The Utah State Hospital is staying put at its historic home in the Provo foothills after a lawmaker amended his proposal that would have allowed the coveted property’s sale to help fund new hospitals and mental health services throughout the state.
The substitute bill, HB299, approved unanimously by legislators at a House Judiciary Committee hearing early Tuesday, cuts all mention of the state hospital’s proposed sale, as well as a study of Utah’s mental health systems and shortfalls.
Instead, the substitute includes a new provision requiring the Utah Substance Utah and Mental Health Advisory Council to study issues with civil commitment, the process by which someone with severe mental illness is court-ordered to treatment.

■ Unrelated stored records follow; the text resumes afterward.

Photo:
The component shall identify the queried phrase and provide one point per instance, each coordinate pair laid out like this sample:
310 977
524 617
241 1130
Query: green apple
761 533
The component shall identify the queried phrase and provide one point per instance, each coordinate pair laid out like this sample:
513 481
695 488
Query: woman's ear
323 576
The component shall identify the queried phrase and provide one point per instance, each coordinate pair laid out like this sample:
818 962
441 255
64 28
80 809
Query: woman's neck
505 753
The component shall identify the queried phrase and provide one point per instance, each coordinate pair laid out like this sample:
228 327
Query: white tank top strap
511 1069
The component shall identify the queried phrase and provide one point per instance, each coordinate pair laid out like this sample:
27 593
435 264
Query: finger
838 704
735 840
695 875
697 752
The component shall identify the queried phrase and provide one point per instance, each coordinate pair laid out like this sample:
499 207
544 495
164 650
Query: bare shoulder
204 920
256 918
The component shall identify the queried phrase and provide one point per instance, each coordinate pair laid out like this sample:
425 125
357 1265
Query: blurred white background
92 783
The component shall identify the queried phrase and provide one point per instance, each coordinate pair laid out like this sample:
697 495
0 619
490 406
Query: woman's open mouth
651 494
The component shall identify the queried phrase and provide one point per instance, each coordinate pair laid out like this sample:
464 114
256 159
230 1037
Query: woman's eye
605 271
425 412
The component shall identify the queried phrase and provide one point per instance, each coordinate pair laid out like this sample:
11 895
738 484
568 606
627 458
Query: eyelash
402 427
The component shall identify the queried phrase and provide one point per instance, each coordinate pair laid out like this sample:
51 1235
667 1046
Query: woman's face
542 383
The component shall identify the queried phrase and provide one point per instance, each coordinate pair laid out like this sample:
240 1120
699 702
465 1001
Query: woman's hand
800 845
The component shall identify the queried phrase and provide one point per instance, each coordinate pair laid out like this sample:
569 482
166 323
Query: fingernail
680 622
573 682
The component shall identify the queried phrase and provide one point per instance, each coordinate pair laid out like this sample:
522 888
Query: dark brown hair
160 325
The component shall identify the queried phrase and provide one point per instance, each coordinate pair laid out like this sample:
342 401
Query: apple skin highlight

Rep. Tyler Clancy, R-Provo, said during the Tuesday committee hearing that this substitute “gets to the core function” of the problem his interim working group was trying to solve: Giving first responders, mental health professionals and patients “the best tools possible for the 21st century.”
Clancy’s initial proposal came after years of public officials decrying a shortage of staff and space for patients at the Provo facility, and after a failed attempt last year to pass a bill that would have commissioned a study on the feasibility of moving the hospital.
Rep. Jon Hawkins, R-Pleasant Grove, was behind the 2023 proposal to study such a move. At the time, he conceded that the hospital’s property was “prime real estate” and that “there is an economic development opportunity here,” though he noted that was “not why I’m running this bill.”
During this year’s legislative session, Clancy previously acknowledged that the economic development opportunity presented by the state hospital site was a factor in his proposal. Adequately funding mental health resources in the state would take a lot of money — perhaps a billion dollars — and a lucrative deal could help provide that, he said.
Clancy’s new substitute bill kept proposals that would clarify the civil commitment statute, increase the maximum time someone can be held on a temporary civil commitment from 24 to 72 hours, and change the discharge process for patients who are civilly committed.
Those discharge changes would include notifying the patient’s primary care provider and the law enforcement officer who committed them, documenting why the person was admitted and is now being discharged, and giving them a safety plan and available resources to use moving forward.
Clancy said in an earlier interview that the discharge element of the bill came from discussions with the National Alliance on Mental Illness Utah and the Disability Law Center, and learning that “we discharge a lot of people from the state hospital into homelessness.”
“It’s giving them a packet, kind of a one-stop-shop packet,” Clancy said at the time, “that can help them make the transition back to self-sufficiency, whatever that looks like for them.”